Authoritarian or autocratic states that faced serious insurgencies lack these qualities – South Vietnam, Afghanistan under Karzai, Nigeria, Batista’s Cuba, Nationalist China, the Philippines under Marcos – coupled repression with incompetence, alienation from the public, massively dysfunctional levels of corruption and economic stagnation that magnifies and focuses popular resentment against the regime and provide fertile soil for insurgency and revolution. Contrary to Machiavelli’s famous advice, the rulers of these states made themselves more hated  than feared – and usually were also helping themselves to the “patrimony” of their citizens along the way via looting on a scale that exceeded even that of the European colonial powers. The Arab Spring began in Tunisia where hatred for the family of the wife of President Zine El Abidine Ben Ali as a bloodsucking mafia burst like a flood and most recently toppled the mad Colonel Gaddafi, who is now estimated to have stolen $ 200 billion dollars from the Libyan people over the course of his 41 year regime.

CONCLUSIONS:

  • Insurgencies do not appear everywhere and where they appear they do not all enjoy similar success. Some are crushed virtually before they begin; others take over the state only to face new insurgencies against their own brand of government. Local conditions matter a great deal in determining whether an insurgency will appear at all, with some of the most monstrous governments in human history reigning unchallenged while relatively mild tyrannies are ignominiously toppled. A sufficiently omnipresent security regime, while economically wasteful, can make an insurgency’s emergence virtually impossible.

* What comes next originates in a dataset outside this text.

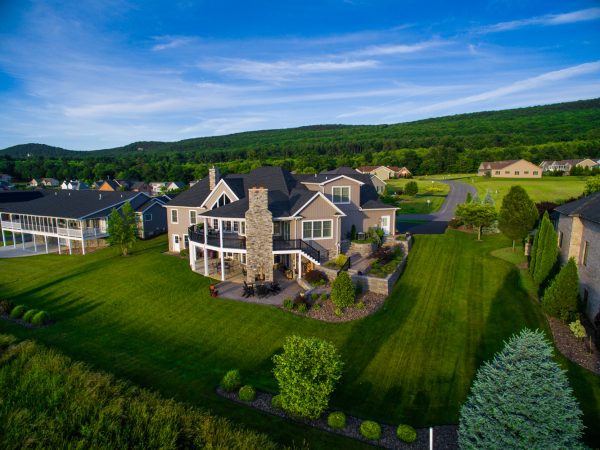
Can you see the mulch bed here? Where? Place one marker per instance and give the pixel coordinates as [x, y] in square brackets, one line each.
[444, 437]
[576, 350]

  • Oligarchical policies seem to increase the likelihood of rebellion by being repressive, economically exploitative, politically unrepresentative and also incompetent, governing in opposition to the interests of a majority of the population. Most of the states comprising historical cases on the insurgency table, though not all, were oligarchical to a significant degree, including the democratic states. However we can qualify this by recognizing that some states that are politically organized as oligarchies, one-party dictatorships such as China, are also capable of moderation and pursuing a version of enlightened authoritarianism and competent governance that secures a degree of genuine popular support. At least for a time.
  • Democracies are janus-faced in terms of insurgency. On the one hand, excepting the French Fourth Republic, advanced liberal democracies in the last century have rarely faced a serious rebellion at home (the 1970’s wave of upper-class Marxist terrorism never exceeded a handful of terrorists). On the other hand, these same democracies have an extensive historical record of provoking insurrection in overseas colonial possessions, fighting insurgencies on behalf of client states or even sponsoring insurgents as proxies against unfriendly states. This uneasily complicated relationship between democratic governance qand insurgency mitigates any unstated assumptions regarding promotion of democracy as a natural adjunct of COIN; democracy can be highly subversive of traditional mores or it can manifest itself as intolerant and illiberal majoritarianism.
  • Pop-centric COIN is a paradigm for fighting insurgency that is more suitable for some scenarios than others. As such, it would an error to keep it as official doctrine but it would likewise be an error to get rid of it entirely. An array of different COIN approaches of which pop-centric COIN is only one, would be a more realistic replacement; with the caveat, stated many times by many experts, that local conditions should determine and shape a COIN campaign rather than resorting to an established template.